A deed dated October 12, 1734, lists the chapel as the property of Jorge Fernandes da Rocha and his wife Francisca Xavier, dedicated to Saint Lazarus. A royal decree of 1755 states that "long ago some devotees founded a charity, hermitage to St. Lazarus." Rodrigo José António de Meneses (1750-1807), governor of Minas Gerais and Bahia, granted permission to build a small hospital next to the chapel on March 27, 1762. The hospital was used as a quarantine station for enslaved people arriving from Africa.

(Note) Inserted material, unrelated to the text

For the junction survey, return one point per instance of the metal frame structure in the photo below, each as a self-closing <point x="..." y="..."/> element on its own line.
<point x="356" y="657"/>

Ownership of the hospital was transferred to the Quinta do Tanque, a former Jesuit hospital, on August 27, 1787; it now belongs to the Federal University of Bahia.

==Location==

The Chapel of Saint Lazarus is located on a high point in the Federação neighborhood on a hill known as Colina de São Lázaro (Saint Lazarus Hill). It has a view of the Atlantic Ocean and the entrance to the Bay of All Saints. The chapel once sat in a rural area, but is now surrounded by urban sprawl.

==Structure==

The Chapel of Saint Lazarus consists of a single nave with an asymmetrical floor plan. A single gallery was added to the nave after the construction of the nave. The chapel has a small sacristy that opens to the chancel; it has a high altar, chancel arch, and two lateral altars. A single, simple bell gable was added to the left of the façade. The chapel has a simple, triangular pediment with an oculus, a feature of Jesuit churches of the early colonial period in Brazil. The chapel has a single stone portal which opens to a stone forecourt surrounded by stairs. Two windows are located at the choir level.

==Festivals==

===Festa de São Lázaro===

The Festival of Saint Lazarus (Festa de São Lázaro) is celebrated on the last Sunday of January. An image of Saint Lazarus is processed through the neighborhood after a mass. Candomblé adapts was the staircase and forecourt of the chapel and light candles in honor of the orixá Babalú-Ayé, or Omolu. Members of the community are then blessed by showers of popcorn by Candomblé priestesses.

===Festival of Saint Roch and Obaluaê===

The Festival of Saint Roch and Obaluaê (Festa de São Roque e Obaluaê) takes place on August 16. The image of Saint Roch, the secondary saint of the chapel, is processed through the neighborhood after a mass from the chapel to the Campo Santo Cemetery. Both the Saint Roch and the Candomblé orixá Obaluaê, or "old Omolu", are protectors from infectious diseases.

==Protected status==

The Chapel of Saint Lazarus is listed as a historic structure by the Instituto do Património Artístico e Cultural da Bahia.

==Access==

The Chapel of Saint Lazarus is open to the public and may be visited.